The conversion of oxygen to ozone occurs to the extent of 15% only. The mass of ozone that can be prepared from 67.2 L of oxygen at 1 atm and 273 K will be :

To solve the problem of determining the mass of ozone (O₃) that can be prepared from 67.2 L of oxygen (O₂) at 1 atm and 273 K, we can follow these steps: ### Step 1: Calculate the number of moles of oxygen (O₂) Using the ideal gas law, we know that at standard temperature and pressure (STP: 0°C and 1 atm), 1 mole of gas occupies 22.4 L. \[ \text{Number of moles of } O_2 = \frac{\text{Volume of } O_2}{\text{Molar volume at STP}} = \frac{67.2 \text{ L}}{22.4 \text{ L/mol}} = 3 \text{ moles} \] ### Step 2: Write the balanced chemical equation for the conversion of O₂ to O₃ The balanced equation for the conversion of oxygen to ozone is: \[ 3 O_2 \rightarrow 2 O_3 \] ### Step 3: Determine the theoretical yield of ozone (O₃) From the balanced equation, we see that 3 moles of O₂ produce 2 moles of O₃. Therefore, the number of moles of O₃ produced from 3 moles of O₂ is: \[ \text{Moles of } O_3 = \frac{2}{3} \times \text{Moles of } O_2 = \frac{2}{3} \times 3 = 2 \text{ moles} \] ### Step 4: Calculate the actual yield of ozone (O₃) based on the conversion efficiency Since the conversion of O₂ to O₃ occurs to the extent of 15%, we calculate the actual moles of O₃ produced: \[ \text{Actual moles of } O_3 = 2 \text{ moles} \times \frac{15}{100} = 0.3 \text{ moles} \] ### Step 5: Calculate the mass of ozone (O₃) The molar mass of ozone (O₃) is approximately 48 g/mol.

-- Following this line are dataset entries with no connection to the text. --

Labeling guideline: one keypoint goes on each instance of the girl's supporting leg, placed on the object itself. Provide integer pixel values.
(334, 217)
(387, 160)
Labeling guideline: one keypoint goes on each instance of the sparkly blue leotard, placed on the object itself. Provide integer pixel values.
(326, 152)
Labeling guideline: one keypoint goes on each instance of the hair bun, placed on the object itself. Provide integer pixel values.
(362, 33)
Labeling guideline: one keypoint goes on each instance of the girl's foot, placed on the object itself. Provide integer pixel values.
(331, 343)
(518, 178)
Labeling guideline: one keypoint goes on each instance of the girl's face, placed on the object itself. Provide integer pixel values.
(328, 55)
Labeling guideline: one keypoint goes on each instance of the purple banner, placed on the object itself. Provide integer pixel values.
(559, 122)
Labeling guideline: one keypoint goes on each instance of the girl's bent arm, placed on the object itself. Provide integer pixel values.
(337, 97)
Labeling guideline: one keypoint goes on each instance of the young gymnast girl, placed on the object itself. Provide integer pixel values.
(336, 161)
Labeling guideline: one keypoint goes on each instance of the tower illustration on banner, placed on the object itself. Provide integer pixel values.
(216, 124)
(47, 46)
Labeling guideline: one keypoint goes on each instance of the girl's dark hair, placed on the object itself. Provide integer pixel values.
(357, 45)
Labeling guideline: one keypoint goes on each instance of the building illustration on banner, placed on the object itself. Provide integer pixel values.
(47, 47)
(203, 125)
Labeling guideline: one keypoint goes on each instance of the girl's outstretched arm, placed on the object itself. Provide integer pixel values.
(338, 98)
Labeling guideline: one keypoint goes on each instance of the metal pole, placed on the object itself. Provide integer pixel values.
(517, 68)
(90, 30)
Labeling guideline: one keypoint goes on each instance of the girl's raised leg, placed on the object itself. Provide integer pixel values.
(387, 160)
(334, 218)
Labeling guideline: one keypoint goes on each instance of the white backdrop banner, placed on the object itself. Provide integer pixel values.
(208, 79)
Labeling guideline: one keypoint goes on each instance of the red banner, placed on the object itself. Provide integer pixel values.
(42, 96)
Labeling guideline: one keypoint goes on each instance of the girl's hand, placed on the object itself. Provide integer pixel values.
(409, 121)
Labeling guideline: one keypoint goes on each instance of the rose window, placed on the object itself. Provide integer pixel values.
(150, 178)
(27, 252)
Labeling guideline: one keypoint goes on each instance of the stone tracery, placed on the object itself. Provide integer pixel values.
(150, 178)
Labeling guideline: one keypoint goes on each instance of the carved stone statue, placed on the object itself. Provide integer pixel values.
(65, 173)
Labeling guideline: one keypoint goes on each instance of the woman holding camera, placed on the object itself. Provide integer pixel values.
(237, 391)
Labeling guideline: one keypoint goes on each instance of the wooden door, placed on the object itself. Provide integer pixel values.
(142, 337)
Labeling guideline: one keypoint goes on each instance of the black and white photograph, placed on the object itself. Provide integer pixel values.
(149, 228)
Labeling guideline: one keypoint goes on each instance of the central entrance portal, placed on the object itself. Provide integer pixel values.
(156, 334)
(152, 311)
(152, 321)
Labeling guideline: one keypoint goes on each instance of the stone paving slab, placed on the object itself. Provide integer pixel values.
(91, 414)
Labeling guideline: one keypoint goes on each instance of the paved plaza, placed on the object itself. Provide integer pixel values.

Therefore, the mass of O₃ produced is: \[ \text{Mass of } O_3 = \text{Moles of } O_3 \times \text{Molar mass of } O_3 = 0.3 \text{ moles} \times 48 \text{ g/mol} = 14.4 \text{ g} \] ### Final Answer The mass of ozone that can be prepared from 67.2 L of oxygen at 1 atm and 273 K is **14.4 g**. ---